You know the story, you wish you'd never been born, then you see the world without you and you relies that you want to live. Well every time I see the world without me its a better place. I'm not suicidal but if I could flip the switch and turn off my whole existence I would do it in a heart beat. Just wondering if the numbness I feel will ever end. Will I go crazy or do something bad. I wake up in a bad mood, not over anything but the fact that I woke up again. Been thinking that if I find some money that I could get some drugs, but then I think that you can't numb numb.
You are right you cant numb the numb but you can fell better. Google NLP and learn how easy it is to change bad feeling into more positive emotions, don't think that I am trying to patronise you or anything but been there done that. If NLP isnt for you, google yourself a hypnotic relaxation session there are many good ones out there to use for free, I wont send you any of my own work as they are specifically for me, I see that in your area of the US there are many fellow NLP Practitioners, call one of them and ask for a free introductory session and I can guarantee that even after that session you will fell more positive. Take care of yourself, Dave.

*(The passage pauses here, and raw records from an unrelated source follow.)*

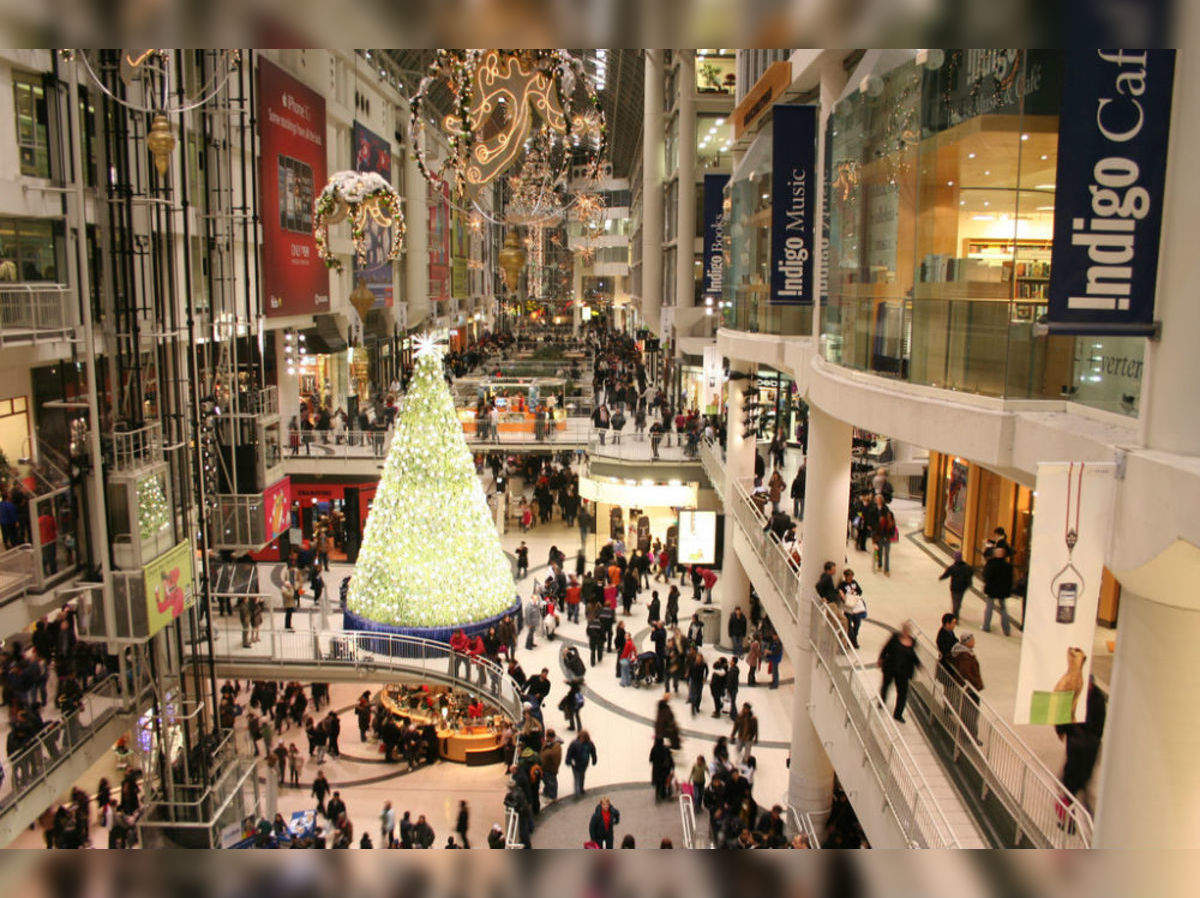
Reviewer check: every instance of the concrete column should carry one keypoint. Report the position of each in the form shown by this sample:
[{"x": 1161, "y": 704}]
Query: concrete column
[
  {"x": 733, "y": 587},
  {"x": 685, "y": 219},
  {"x": 652, "y": 192},
  {"x": 826, "y": 496},
  {"x": 417, "y": 269},
  {"x": 1147, "y": 784},
  {"x": 1173, "y": 365}
]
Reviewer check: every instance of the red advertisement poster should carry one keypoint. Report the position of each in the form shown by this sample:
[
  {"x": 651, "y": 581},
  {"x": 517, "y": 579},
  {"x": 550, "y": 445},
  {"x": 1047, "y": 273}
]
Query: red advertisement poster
[
  {"x": 277, "y": 508},
  {"x": 292, "y": 173}
]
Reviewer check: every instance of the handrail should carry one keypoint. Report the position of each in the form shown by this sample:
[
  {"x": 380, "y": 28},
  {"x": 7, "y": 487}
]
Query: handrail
[
  {"x": 688, "y": 819},
  {"x": 1051, "y": 815},
  {"x": 910, "y": 797},
  {"x": 367, "y": 650},
  {"x": 909, "y": 794},
  {"x": 58, "y": 740}
]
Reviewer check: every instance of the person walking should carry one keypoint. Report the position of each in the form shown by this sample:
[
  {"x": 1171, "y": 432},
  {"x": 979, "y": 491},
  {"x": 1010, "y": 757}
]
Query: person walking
[
  {"x": 745, "y": 731},
  {"x": 853, "y": 605},
  {"x": 960, "y": 574},
  {"x": 966, "y": 665},
  {"x": 899, "y": 662},
  {"x": 997, "y": 586},
  {"x": 601, "y": 830},
  {"x": 580, "y": 754},
  {"x": 462, "y": 824},
  {"x": 551, "y": 760}
]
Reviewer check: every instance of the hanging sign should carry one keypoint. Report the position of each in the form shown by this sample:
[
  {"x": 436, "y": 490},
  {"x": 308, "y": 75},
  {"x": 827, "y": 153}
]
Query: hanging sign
[
  {"x": 1072, "y": 521},
  {"x": 793, "y": 204},
  {"x": 1116, "y": 107},
  {"x": 714, "y": 235}
]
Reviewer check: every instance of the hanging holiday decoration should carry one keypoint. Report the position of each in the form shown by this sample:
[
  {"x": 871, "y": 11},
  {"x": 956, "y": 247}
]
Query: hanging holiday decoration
[
  {"x": 431, "y": 555},
  {"x": 531, "y": 112},
  {"x": 358, "y": 196}
]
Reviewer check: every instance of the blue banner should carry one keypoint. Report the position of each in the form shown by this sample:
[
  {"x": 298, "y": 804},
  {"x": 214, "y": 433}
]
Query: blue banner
[
  {"x": 1116, "y": 108},
  {"x": 714, "y": 235},
  {"x": 793, "y": 204}
]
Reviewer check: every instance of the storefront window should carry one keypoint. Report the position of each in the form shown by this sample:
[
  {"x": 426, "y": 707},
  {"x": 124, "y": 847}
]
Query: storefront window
[
  {"x": 29, "y": 250},
  {"x": 748, "y": 240},
  {"x": 941, "y": 179},
  {"x": 33, "y": 139}
]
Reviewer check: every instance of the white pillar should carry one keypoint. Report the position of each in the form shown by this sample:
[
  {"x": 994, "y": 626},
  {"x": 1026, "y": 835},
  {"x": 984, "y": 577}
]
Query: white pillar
[
  {"x": 733, "y": 587},
  {"x": 685, "y": 216},
  {"x": 652, "y": 192},
  {"x": 1149, "y": 773},
  {"x": 826, "y": 503},
  {"x": 417, "y": 268}
]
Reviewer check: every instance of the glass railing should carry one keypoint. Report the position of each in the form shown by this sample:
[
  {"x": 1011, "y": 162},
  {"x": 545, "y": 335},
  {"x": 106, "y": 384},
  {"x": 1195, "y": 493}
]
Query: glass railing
[
  {"x": 1037, "y": 809},
  {"x": 363, "y": 651},
  {"x": 16, "y": 573}
]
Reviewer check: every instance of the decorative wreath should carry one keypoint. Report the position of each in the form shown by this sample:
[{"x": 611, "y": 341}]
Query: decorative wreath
[{"x": 358, "y": 196}]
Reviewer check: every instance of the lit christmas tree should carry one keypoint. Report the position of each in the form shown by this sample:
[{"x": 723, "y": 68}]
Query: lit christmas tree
[
  {"x": 430, "y": 556},
  {"x": 153, "y": 512}
]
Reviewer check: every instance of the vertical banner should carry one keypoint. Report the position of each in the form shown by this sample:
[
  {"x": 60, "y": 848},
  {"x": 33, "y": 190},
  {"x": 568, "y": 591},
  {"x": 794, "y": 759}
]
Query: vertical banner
[
  {"x": 168, "y": 586},
  {"x": 439, "y": 247},
  {"x": 373, "y": 154},
  {"x": 792, "y": 207},
  {"x": 292, "y": 173},
  {"x": 276, "y": 508},
  {"x": 1116, "y": 108},
  {"x": 1072, "y": 521},
  {"x": 714, "y": 235}
]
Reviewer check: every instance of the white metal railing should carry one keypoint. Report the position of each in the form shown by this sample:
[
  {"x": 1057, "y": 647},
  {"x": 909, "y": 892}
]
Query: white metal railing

No, but only a few drugs numb...exctasy WILL make you feel better (any much, much worse later). Weed will at least make you care less about the bleakness, with minimal negative effects (other than the legal ones). However, the best solution is to find something worth living for. It is true that we live in a terrible world, and there is nothing you can do about it. Despite this, many people find happiness without brain damage or chemicals. It is different for everyone...some love sex, others love food, art, cars, bike racing, marathons, and everything else. Find something you would wake up early to do, this will make it easier to get out of bed in the morning.
Obviously you have depression. As do I off and on. For me I tend not to mind when I go on a low for a couple weeks, but if the emptiness gets to be too much than as much as you probably don't want to, go to the Dr and get some happy pills. What you're feeling (or not feeling) has to do with your chemicals, they're off balance and meds can help. If you don't like them you can stop taking them if you want, they wont force you to stay on them. Look into it and see your Dr.
Yeah...just get some happy pills from a doctor...then you will have iritability, stool leakage, hair loss, and...well...problems "down there". On top of everything else, the sucess rates are very low, and they increase desire for suicide. Before long you will kill yourself, then you will not feel depressed anymore. ...Or, you can look at why you are depressed and do something about it...the choice is yours. Very, very few people have physical depression (small seratonin glands, etc)...most cronic and manic depressives are simply stuck in a cycle of being depressed about things, feeling too depressed to fix things, and then feeling more depressed that things are getting worse.